Dios habla por la boca del profeta, así: “El ayuno que yo quiero es éste: abrir las prisiones injustas, hacer saltar los cerrojos de los cepos; partir tu pan con el hambriento, hospedar a los pobres sin techo, vestir al que ves desnudo… Entonces clamarás al Señor, y te responderá; gritarás, y te dirá:”aquí estoy”. El texto es más largo, pero basta, por ahora, con esta perla.

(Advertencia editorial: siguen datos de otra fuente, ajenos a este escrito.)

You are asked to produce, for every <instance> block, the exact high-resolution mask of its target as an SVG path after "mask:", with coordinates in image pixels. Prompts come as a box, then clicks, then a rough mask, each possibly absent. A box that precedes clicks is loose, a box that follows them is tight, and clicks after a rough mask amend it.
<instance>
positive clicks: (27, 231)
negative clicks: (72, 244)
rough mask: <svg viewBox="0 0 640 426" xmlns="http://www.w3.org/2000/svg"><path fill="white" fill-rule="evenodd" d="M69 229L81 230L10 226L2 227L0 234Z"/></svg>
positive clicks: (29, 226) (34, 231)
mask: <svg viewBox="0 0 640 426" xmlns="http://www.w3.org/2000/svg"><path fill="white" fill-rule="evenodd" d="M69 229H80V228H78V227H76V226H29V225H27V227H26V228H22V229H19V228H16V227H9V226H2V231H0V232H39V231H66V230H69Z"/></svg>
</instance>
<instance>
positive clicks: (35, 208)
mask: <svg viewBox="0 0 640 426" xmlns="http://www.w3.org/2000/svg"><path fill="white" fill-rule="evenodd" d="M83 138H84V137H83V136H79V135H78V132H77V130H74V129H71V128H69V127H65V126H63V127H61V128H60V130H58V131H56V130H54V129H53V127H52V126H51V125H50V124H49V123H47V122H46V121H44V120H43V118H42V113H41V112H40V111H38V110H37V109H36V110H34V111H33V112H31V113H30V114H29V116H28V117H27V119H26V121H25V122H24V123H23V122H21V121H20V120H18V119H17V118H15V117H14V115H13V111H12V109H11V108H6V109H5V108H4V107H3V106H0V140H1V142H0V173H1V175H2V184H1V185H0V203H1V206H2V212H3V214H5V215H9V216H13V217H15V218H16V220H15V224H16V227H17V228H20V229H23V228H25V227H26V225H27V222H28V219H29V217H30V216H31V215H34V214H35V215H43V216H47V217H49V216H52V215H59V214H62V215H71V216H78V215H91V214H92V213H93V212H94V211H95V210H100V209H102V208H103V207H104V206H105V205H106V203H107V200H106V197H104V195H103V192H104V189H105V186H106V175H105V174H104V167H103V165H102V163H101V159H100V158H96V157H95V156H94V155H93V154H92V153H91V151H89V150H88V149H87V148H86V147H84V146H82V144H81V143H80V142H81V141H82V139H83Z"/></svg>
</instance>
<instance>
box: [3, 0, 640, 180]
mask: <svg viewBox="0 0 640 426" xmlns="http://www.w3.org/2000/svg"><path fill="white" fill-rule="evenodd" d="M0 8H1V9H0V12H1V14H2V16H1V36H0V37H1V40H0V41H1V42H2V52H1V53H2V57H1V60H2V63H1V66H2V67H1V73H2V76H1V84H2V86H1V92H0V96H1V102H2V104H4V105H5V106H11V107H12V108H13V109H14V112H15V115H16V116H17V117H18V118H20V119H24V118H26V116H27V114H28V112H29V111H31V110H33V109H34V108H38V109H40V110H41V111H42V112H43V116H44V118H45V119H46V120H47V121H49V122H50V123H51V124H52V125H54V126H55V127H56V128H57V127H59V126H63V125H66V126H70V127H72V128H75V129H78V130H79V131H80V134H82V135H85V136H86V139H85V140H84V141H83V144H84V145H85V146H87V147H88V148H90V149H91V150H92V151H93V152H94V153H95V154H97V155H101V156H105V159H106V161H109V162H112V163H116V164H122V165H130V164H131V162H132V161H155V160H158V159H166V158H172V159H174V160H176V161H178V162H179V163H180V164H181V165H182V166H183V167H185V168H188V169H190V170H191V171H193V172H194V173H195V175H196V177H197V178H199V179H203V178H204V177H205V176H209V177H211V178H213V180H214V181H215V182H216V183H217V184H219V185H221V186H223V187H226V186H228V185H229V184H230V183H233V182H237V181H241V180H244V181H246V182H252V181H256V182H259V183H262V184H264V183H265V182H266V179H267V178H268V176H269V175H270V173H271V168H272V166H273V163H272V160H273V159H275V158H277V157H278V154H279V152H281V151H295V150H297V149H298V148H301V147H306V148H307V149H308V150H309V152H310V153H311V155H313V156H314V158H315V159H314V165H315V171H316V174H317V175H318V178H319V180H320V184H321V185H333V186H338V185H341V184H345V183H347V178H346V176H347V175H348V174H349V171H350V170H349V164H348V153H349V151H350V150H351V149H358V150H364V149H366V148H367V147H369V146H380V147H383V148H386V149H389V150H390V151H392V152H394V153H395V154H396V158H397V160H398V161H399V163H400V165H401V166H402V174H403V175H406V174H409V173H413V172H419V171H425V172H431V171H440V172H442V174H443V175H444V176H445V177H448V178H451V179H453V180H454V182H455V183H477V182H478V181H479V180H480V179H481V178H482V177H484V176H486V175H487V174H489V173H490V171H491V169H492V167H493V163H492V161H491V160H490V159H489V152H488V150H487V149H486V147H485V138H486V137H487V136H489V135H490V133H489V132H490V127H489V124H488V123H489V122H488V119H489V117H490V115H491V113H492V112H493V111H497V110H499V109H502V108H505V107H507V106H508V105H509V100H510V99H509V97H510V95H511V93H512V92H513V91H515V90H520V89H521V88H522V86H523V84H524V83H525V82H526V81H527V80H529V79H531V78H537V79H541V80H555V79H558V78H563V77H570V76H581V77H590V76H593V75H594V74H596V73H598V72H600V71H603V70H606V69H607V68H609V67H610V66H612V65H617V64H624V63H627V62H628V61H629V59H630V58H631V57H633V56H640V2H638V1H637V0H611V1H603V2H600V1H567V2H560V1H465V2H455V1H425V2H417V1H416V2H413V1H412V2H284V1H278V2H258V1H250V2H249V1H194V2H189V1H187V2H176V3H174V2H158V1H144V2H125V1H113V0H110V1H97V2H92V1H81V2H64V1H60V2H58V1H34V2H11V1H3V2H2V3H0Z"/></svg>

“Las prisiones injustas”. Hay muchos, encarcelados en su propio yo, muchos privados de libertad por el acoso injusto. Muchos que no han descubierto que ser libres es una de las grandes aspiraciones humanas, y que Dios nos ha creado con libertad, para que libremente vayamos a él.

“Hacer saltar los cerrojos de los cepos”. Mucha gente esclavizada por los poderosos, salarios injustos y ruines, precios desorbitados, casas o chabolas destartaladas, cuerpos destrozados por la droga con que otros se enriquecen, disminuidos físicos o psíquicos mal atendidos, ancianos solos en su triste soledad…

“Partir tu pan con el hambriento”. Alguien ha dicho que es mejor dar que recibir, ¿quién se lo cree? Compartir con generosidad, y no sólo las migajas. Hay muchos hambrientos, de pan, de justicia, de cariño, de cultura…

Hospedar a los pobres sin techo”. ¡Cuánto desahucio! ¡Cuánto indigente entre cartones las noches de invierno! ¡Cuánto ambulante sin sentido por no tener un techo donde guarecerse! Y nosotros, bien guarecidos y cómodos en nuestros sofás y en nuestros confortables colchones.

“Vestir al desnudo! Hay desnudos de ropa, de mantas.. Pero hay más desnudos (o desnudados) de derechos, de dignidad, de oportunidades, de trabajo, de…

“Entonces clamarás al Señor, y él te dirá: aquí estoy”. Hay gente que se queja de que Dios no le escucha. ¿No se preguntan por qué no escuchan ellos a Dios? Dios se te hace presente (“aquí estoy”) si tú te haces presente en sus hijos marginados. Ya lo dijo Jesús: “Todo lo que hiciereis a cualquiera de los más débiles, a mí me lo hacéis”.

                                                                                                         Félix González

One Response to “Así dice el Señor”

  1. “No sigan trayendo oblación vana; el humo y el incienso me resultan detestables. No tolero ayuno ni asamblea festiva. Sus novilunios y solemnidades aborrece mi alma: me ha resultado un peso que me cuesta llevar. Y al extender ustedes sus manos hacia mí, me tapo los ojos para no verlos. Aunque recen todo el día, yo no Oigo. Sus manos están llenas de sangre; lávense, límpiense, quiten sus fechorías delante de mi vista, desistan de hacer el mal, aprendan a hacer el bien. Busquen lo justo, den sus derechos al oprimido, hagan justicia al huérfano, aboguen por la viuda. Entonces vengan a mí, que nos vamos a entender, dice el Señor” (Is. 1, 10 ss.).